Don Baruj y el hombre lobo

“No por nada los clásicos hablaban de cómo el hombre es lobo del hombre: bien se conocían a sí mismos, filósofos que eran, lúcidos observadores de la realidad”, pensó don Baruj y lo puso por escrito en su libreta de bolsillo.

Porque escribir, tomar nota—lo ha dicho él mismo más de alguna vez—, disminuye las confusiones del olvido.

--Sólo que incluso lo escrito—nos ha dicho—cambia de sentido con el pasar del tiempo. Se lo le desde otro instante.

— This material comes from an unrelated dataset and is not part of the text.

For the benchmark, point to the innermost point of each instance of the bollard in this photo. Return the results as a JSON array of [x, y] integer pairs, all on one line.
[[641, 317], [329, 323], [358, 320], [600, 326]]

Lo vemos un rato después, a solas en su rincón junto a la ventana, volver las páginas de su libreta releyendo lo que probablemente no recuerda haber escrito hace unos días.

1 de agosto de 2018

Caprichoso tiempo

Irremediablemente vuelve uno--piensa el que envejece a pesar suyo--sobre lo mismo una y otra vez.

Una y otra vez se repite, para molestia de los otros, los que en su balanza todavía pesan más las probabilidades del futuro que las memorias de lo que ha ido quedando atrás.

Atrás es más atrás para el que apenas tiene un adelante.

Adelante inmediato de un mañana sin tiempo.

Tiempo transformado en una concatenación de lo repetido.

Repetido el decir de lo que se repite en la mente obsesiva.

Obsesiva convicción de que ya todo ha sucedido.

Con la edad el tiempo se hace cada vez más caprichoso y fugaz.

Lo ve uno hacer de las suyas en otros--medita el que envejece--y se lo siente roer los huesos propios con su paciente persistencia.

Persistencia del ácaro que sabe que tiene la eternidad de su parte.